The quilt is composed of 37 unbleached cotton squares stitched together. Squares were buried in locations across eight states—Wisconsin, Iowa, Minnesota, Kansas, Nebraska, North Dakota, Colorado, and South Carolina. Often the location had personal significance to the landowner: a cherished pet’s burial place, or the area under a favorite swing. After two to three weeks, the fabric was unearthed, rinsed, and dried. Unseen soil microorganisms had “painted” their efforts on the cloth in an unexpected variety of colors.
“As farmers, we thought it was important to let the soil speak for itself,” Schneider explained. “Thousands of bacteria, along with fungi and protozoa, perform the final processing of once-living material. We brought together themes of art, curiosity, soil, and playing in the dirt back to life.”
Typically, soil microbes decay plant residue, breaking it down into the rich organic matter associated with healthy soil. The number and types of microbes in soil is a topic of current research. What scientists do know, however, is that these microbes contribute to soil as a living, dynamic, and life-giving substance.
To assemble the quilt, Schneider coordinated sewing bees to stitch the pieces in place and converse about the importance of soil in the community’s life. Participants contributed stories about soil and memories of playing in the dirt—many collected in a “soil profiles” binder kept with the quilt. The project grew to include videos, poetry, photos, and blog postings from strangers who heard about the project.
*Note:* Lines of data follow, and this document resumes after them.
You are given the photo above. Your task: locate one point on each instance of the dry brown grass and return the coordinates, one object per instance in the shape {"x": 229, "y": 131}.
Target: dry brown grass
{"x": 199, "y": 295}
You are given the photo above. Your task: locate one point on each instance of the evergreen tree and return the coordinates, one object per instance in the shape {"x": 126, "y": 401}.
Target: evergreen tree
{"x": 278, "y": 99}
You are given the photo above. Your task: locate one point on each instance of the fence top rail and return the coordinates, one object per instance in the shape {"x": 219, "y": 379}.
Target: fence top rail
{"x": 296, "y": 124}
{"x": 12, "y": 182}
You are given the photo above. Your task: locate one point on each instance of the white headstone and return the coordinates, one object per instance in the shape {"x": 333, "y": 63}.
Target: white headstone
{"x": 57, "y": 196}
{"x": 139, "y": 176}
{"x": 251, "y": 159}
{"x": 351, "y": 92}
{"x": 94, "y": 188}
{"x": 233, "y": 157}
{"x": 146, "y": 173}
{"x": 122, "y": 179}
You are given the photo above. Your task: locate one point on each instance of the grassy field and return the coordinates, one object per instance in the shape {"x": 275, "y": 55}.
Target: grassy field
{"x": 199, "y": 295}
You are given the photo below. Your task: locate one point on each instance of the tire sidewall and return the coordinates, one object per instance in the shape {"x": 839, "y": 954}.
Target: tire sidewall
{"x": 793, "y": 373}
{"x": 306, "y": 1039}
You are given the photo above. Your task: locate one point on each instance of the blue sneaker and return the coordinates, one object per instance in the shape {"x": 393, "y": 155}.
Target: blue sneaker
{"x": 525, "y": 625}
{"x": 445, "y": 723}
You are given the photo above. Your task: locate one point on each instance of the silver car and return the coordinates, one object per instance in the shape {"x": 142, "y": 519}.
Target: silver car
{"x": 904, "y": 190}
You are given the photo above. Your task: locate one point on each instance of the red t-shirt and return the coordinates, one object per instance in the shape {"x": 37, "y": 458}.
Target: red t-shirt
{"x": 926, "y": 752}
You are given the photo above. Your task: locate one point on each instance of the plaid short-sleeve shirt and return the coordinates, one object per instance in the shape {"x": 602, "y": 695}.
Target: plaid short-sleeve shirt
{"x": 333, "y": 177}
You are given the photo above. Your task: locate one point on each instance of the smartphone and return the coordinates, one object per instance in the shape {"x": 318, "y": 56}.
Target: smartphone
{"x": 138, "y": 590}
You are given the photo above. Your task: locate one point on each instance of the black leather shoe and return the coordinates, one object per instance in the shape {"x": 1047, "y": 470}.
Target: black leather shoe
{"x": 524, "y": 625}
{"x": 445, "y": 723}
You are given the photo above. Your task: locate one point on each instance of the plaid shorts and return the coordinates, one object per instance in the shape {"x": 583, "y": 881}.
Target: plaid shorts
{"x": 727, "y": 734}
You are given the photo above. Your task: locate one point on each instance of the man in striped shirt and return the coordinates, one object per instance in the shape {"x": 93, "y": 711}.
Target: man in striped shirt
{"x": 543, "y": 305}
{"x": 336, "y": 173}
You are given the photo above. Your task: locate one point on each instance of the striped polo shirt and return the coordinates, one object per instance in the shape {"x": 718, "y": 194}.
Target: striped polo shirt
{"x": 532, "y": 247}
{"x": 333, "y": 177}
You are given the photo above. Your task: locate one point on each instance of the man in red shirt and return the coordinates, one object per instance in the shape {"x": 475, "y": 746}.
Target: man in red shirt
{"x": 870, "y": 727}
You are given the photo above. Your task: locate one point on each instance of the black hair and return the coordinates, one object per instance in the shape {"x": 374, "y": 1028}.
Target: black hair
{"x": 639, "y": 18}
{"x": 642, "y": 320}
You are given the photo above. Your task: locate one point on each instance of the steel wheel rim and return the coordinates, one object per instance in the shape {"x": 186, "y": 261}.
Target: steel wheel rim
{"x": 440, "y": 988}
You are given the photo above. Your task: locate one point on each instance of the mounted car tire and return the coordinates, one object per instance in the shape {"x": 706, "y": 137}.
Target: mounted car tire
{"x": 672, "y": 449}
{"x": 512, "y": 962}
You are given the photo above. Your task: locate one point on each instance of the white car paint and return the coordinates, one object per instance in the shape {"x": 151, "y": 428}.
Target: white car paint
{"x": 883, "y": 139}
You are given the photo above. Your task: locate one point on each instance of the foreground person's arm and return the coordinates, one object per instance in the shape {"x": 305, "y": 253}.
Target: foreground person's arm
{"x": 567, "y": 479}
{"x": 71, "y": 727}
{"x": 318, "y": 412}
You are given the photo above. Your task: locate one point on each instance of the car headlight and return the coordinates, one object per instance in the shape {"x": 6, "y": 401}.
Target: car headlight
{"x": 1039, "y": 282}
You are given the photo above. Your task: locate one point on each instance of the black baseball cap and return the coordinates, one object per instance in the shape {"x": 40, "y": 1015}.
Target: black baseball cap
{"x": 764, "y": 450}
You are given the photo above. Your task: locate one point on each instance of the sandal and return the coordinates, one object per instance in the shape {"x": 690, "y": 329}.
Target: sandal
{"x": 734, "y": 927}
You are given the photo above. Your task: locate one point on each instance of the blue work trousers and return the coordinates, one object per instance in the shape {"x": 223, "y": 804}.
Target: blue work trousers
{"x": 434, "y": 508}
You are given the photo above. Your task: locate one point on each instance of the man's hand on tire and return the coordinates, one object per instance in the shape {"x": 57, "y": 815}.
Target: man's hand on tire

“Key people literally emerged from the soil,” Schneider says.
Underpinning the project was recognition of soil as an underappreciated natural resource. “Now that more than 50% of the world’s citizens live in urban areas for the first time in history, fewer and fewer people feel a daily connection to the soil,” states Melanie Szulczewski. Szulczewski is a soil scientist and associate professor of environmental science at the University of Mary Washington. Although not part of the quilt project, she shares Schneider’s soil love. “An urban citizen doesn’t see how their food slowly grows in the soil over several months, or how easy the soil can be eroded if it is not taken care of.”
“If you look up ‘soil’ in the dictionary, you’ll find that soil evokes all kinds of negative connotations,” Schneider adds. “It is no wonder that humans, in general, have treated our soil systems like dirt and something to be corrupted, defiled, and where we dump our garbage. Change the language and you change the culture.”
For Schneider, the change is ongoing and personal. Her work as a farmer inspired her to connect to soil in a new way. “As a farmer, scientist, and educator, I rely on research, data, and techniques to help guide me in sustainable land management and stewardship of soil resources. Yet science and technique only get you so far. To grow food sustainably, you also need a bit of love for the Earth, for yourself, and your community.”
Soil is part of art throughout the world. In addition to its use in clay pottery and sculptures, soils are used in paint pigmentation. The Bamana people of Mali, among others, stain cloth with fermented muds to create elaborate designs. In 2015, the United Nations’ International Year of Soil, the Soil Science Society of America highlighted Soils and Culture in December. Their resources can be found here.
What will come next? Schneider has high hopes for the stuff beneath our feet. “I look forward to the day when the dirt is under everybody’s skin.”